Tais Civitarese
O cometa Halley passou perto da Terra pela última vez em 1986. Na noite de ontem, porém, ele parecia ter retornado. Crianças dormindo, pipoca feita, sofá, noite e marido em casa. Um conjunção meteorológica de fatores que, em minha família, não é tão comum acontecer. Tudo pronto para algo raro: assistirmos a um filme! E foi aí que começou a odisséia…
Ao zapear pela plataforma multimídia, o cursor do controle remoto começou a passear pelos filmes de ficção científica. Nada contra… porém tudo. Poucas coisas me interessam menos que a exploração intra-galáctica de Urano. Ou os foguetes majestosamente monótonos com seus astronautas minimalistas dentro. A visão do espaço me dá um tipo de claustrofobia estranha. Uma sensação de “onde está o chão?”, para a qual minha mente simplória ainda não evoluiu o bastante.
Meu marido sabe disso e, após inevitáveis piadinhas, abandonou rapidamente a seção de sci-fi da TV. Nada foi dito, mas as entrelinhas gritavam que seria gentil aproveitarmos a noite com algo de interesse mútuo.
Foi aí que num vislumbre ainda mais estarrecedor que o primeiro, ele seleciona decidido: “American Pie 9 – Girls Rules” (sim, era a versão NOVE).
– Vamos ver esse? Deve ser engraçado!
Caro leitor, aqui cabem algumas considerações. O direito à chatice foi uma conquista árdua em minha vida e pela qual venho lutando diariamente com muita devoção. No entanto, a chatice em estágio avançado consiste em fingir que não se é chato. E estou chegando lá. Portanto, apesar da provável expressão de horror que meus músculos faciais assumiram sob a pele, esbocei uma tez angelical e perguntei suavemente:
– Não será meio bobo?
Ao que ouvi:
– Mas você adorava! Já vimos quase todos!
E aqui, cabe outra ponderação, com certa tristeza. Nossas referências de filmes vistos juntos são da época do namoro, ou seja… de vinte anos atrás. Quanta água já passou por essas pontes e, como disse acima, minha pós graduação em chatura ocupou o lugar dos neurônios destinados à apreciação daquele besteirol.

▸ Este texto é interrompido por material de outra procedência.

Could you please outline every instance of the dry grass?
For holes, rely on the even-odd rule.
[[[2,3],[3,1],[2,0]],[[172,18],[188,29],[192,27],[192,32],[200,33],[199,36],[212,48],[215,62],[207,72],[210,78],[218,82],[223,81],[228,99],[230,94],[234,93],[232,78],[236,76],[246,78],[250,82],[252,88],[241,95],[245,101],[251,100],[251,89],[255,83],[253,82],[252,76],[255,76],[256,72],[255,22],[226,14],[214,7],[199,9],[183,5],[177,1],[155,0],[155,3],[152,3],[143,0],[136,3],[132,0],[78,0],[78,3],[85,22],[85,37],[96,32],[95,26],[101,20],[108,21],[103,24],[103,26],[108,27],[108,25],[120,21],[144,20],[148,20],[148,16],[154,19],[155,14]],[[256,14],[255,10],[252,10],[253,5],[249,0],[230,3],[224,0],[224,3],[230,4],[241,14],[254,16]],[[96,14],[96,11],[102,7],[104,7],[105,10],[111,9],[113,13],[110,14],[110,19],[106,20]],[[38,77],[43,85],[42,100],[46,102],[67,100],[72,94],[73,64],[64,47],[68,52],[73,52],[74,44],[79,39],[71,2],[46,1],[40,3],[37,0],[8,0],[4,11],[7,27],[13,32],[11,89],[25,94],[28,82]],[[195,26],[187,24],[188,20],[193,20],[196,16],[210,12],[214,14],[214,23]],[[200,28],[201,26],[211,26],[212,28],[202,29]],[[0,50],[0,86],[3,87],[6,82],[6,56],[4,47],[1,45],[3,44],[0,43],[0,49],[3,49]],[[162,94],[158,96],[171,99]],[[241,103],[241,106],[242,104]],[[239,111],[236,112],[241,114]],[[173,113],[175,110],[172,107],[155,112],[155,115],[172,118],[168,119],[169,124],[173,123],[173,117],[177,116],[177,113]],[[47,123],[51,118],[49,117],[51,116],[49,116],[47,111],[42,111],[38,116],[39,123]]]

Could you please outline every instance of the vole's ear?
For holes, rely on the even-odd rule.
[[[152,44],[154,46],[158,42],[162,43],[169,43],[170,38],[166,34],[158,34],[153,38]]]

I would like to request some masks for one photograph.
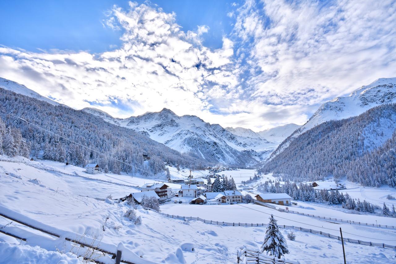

Preservando uma expressão imaculada e gentil, apesar de todos os alarmes do ‘não’ piscando em minha mente, disse:
– Vamos ver outra opção?
E foi aí que apareceu Bill Murray na tela. Um verdadeiro bálsamo em forma de avatar, no qual estava acompanhado da Rashida Jones. O título? “On the rocks”, de Sofia Coppola.
Créditos sejam dados ao marido que, tão eclético quanto persistente, disse:
– Ouvi dizer que esse é ótimo!
– Já é. – respondi.
Foi assim que um filme sobre casamento nos salvou (e talvez tenha salvado o nosso casamento), e evitou uma noite de dissidências sem fim, em um raro momento em que dois seres humanos estão dispostos a olhar para o mesmo lugar (tal como diante de um cometa).